A referência que Helena Vils faz a Jesus quando diz que "PAZ é poder amar o próximo como Jesus nos ensinou" associada à lembrança do vestido branco da apresentadora do programa televisivo, faz com que o velho método das recordações sucessivas leve-me a recordar aqui a passagem evangélica na qual Jesus compara os mestres da Lei e fariseus hipócritas com sepulcros caiados (revestidos de cal, cobertos com uma substância branca): por fora parecem belos, mas por dentro estão cheios de ossos de mortos e de toda podridão. Nesta sociedade hipócrita em que vivemos, no meu entender, vestir-se de branco com a intenção de irradiar paz é algo que, em relação à imensa maioria dos indivíduos, enquadra-se na comparação feita por Jesus.
"- Porque, meu filho, a paz é fácil, porém, a humanidade a tornou quase impossível de se conseguir!", eis a frase final da linda crônica de Helena Vils. Sim, considerando a explicação do que seja PAZ dada pela mãe do menino, concordo que a paz deveria ser algo fácil, pois entendê-la como "confiança no semelhante, poder amar o próximo como Jesus nos ensinou, poder viver com dignidade dentro das variadas classes sociais", é, no meu entender, algo simplesmente intuitivo. Algo intuitivo que uma insana civilização (sic) praticante de um estúpido individualismo tornou quase impossível de conseguir!
"Primeiramente a identificação com o outro e a busca da fraternidade. Depois o desenvolvimento e a busca da paz,", diz Darcy Ribeiro, na epígrafe. "- PAZ, meu filho, é a confiança no semelhante, é poder amar o próximo como Jesus nos ensinou! - PAZ é poder viver com dignidade dentro das variadas classes sociais.", diz Helena Vils, em palavras da mãe na crônica. 

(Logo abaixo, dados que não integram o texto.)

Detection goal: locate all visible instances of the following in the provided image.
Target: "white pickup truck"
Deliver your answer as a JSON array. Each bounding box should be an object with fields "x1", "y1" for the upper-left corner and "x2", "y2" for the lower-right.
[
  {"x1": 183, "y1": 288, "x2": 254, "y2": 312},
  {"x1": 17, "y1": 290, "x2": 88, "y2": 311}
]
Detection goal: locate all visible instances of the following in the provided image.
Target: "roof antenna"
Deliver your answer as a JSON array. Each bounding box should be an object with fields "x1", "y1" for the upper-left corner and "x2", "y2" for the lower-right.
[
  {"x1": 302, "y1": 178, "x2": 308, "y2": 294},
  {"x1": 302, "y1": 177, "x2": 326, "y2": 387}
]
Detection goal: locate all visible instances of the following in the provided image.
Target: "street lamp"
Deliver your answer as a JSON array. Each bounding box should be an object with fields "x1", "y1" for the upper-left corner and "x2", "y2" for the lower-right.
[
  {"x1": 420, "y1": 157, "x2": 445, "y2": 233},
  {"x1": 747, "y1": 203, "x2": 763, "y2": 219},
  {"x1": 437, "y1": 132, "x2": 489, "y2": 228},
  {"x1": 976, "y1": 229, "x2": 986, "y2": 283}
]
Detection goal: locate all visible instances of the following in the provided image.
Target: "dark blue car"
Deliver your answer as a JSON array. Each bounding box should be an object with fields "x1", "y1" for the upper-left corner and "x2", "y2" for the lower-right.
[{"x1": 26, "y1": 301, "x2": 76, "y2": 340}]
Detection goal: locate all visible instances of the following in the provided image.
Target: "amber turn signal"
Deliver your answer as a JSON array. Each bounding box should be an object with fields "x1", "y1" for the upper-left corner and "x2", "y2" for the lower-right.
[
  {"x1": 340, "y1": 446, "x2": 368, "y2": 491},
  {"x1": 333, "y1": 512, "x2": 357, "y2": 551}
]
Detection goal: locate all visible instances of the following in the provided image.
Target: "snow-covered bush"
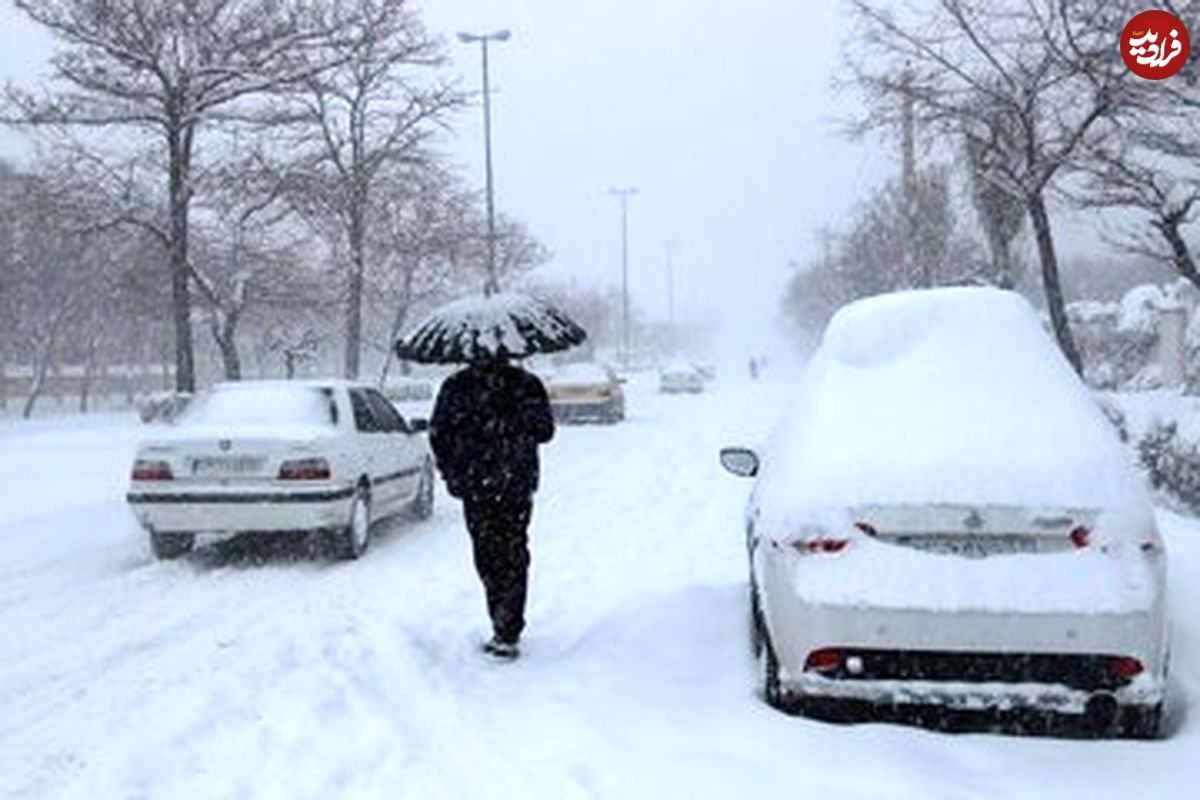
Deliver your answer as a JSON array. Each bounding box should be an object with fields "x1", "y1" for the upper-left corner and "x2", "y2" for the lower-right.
[
  {"x1": 1069, "y1": 296, "x2": 1156, "y2": 390},
  {"x1": 1137, "y1": 420, "x2": 1200, "y2": 513}
]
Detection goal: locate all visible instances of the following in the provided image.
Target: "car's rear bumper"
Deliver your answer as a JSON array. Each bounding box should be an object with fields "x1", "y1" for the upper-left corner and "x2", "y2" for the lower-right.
[
  {"x1": 760, "y1": 581, "x2": 1168, "y2": 716},
  {"x1": 551, "y1": 399, "x2": 621, "y2": 422},
  {"x1": 778, "y1": 667, "x2": 1164, "y2": 716},
  {"x1": 783, "y1": 693, "x2": 1161, "y2": 738},
  {"x1": 127, "y1": 484, "x2": 355, "y2": 533}
]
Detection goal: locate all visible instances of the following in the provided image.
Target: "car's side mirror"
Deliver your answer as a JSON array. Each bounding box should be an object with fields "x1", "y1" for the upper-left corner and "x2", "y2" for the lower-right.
[
  {"x1": 408, "y1": 418, "x2": 430, "y2": 434},
  {"x1": 719, "y1": 447, "x2": 759, "y2": 478}
]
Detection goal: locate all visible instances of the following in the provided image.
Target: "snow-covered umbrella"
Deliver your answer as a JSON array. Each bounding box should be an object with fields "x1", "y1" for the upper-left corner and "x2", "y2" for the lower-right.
[{"x1": 394, "y1": 291, "x2": 587, "y2": 364}]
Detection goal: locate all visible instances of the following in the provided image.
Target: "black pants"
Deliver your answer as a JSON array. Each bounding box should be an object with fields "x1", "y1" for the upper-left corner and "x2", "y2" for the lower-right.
[{"x1": 463, "y1": 493, "x2": 533, "y2": 644}]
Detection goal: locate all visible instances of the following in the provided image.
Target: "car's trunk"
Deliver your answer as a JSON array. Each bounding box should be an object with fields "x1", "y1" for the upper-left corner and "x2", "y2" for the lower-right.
[
  {"x1": 849, "y1": 503, "x2": 1099, "y2": 557},
  {"x1": 141, "y1": 426, "x2": 333, "y2": 484}
]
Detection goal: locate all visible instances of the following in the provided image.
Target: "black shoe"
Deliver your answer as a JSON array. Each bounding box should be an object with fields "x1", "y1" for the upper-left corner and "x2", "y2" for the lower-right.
[{"x1": 482, "y1": 636, "x2": 520, "y2": 660}]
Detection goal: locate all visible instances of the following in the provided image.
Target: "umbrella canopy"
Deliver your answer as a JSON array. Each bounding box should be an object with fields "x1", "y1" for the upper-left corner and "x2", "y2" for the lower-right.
[{"x1": 395, "y1": 291, "x2": 587, "y2": 364}]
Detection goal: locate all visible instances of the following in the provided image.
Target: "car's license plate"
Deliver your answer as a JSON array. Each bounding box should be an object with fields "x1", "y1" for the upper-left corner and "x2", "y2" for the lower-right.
[
  {"x1": 191, "y1": 456, "x2": 264, "y2": 476},
  {"x1": 899, "y1": 535, "x2": 1040, "y2": 558}
]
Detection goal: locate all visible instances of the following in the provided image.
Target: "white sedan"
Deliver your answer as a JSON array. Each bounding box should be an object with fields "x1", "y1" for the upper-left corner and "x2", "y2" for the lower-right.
[
  {"x1": 721, "y1": 288, "x2": 1168, "y2": 738},
  {"x1": 659, "y1": 360, "x2": 705, "y2": 394},
  {"x1": 127, "y1": 380, "x2": 435, "y2": 560}
]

Será que faz sentido comparar identificação com o outro e busca da fraternidade com confiança no semelhante e poder amar o próximo como Jesus nos ensinou? E desenvolvimento e busca da paz com viver com dignidade dentro das variadas classes sociais? No meu entender, o que dizem Darcy Ribeiro e Helena Vils tem tudo a ver, e deveriam nos dar muito que pensar.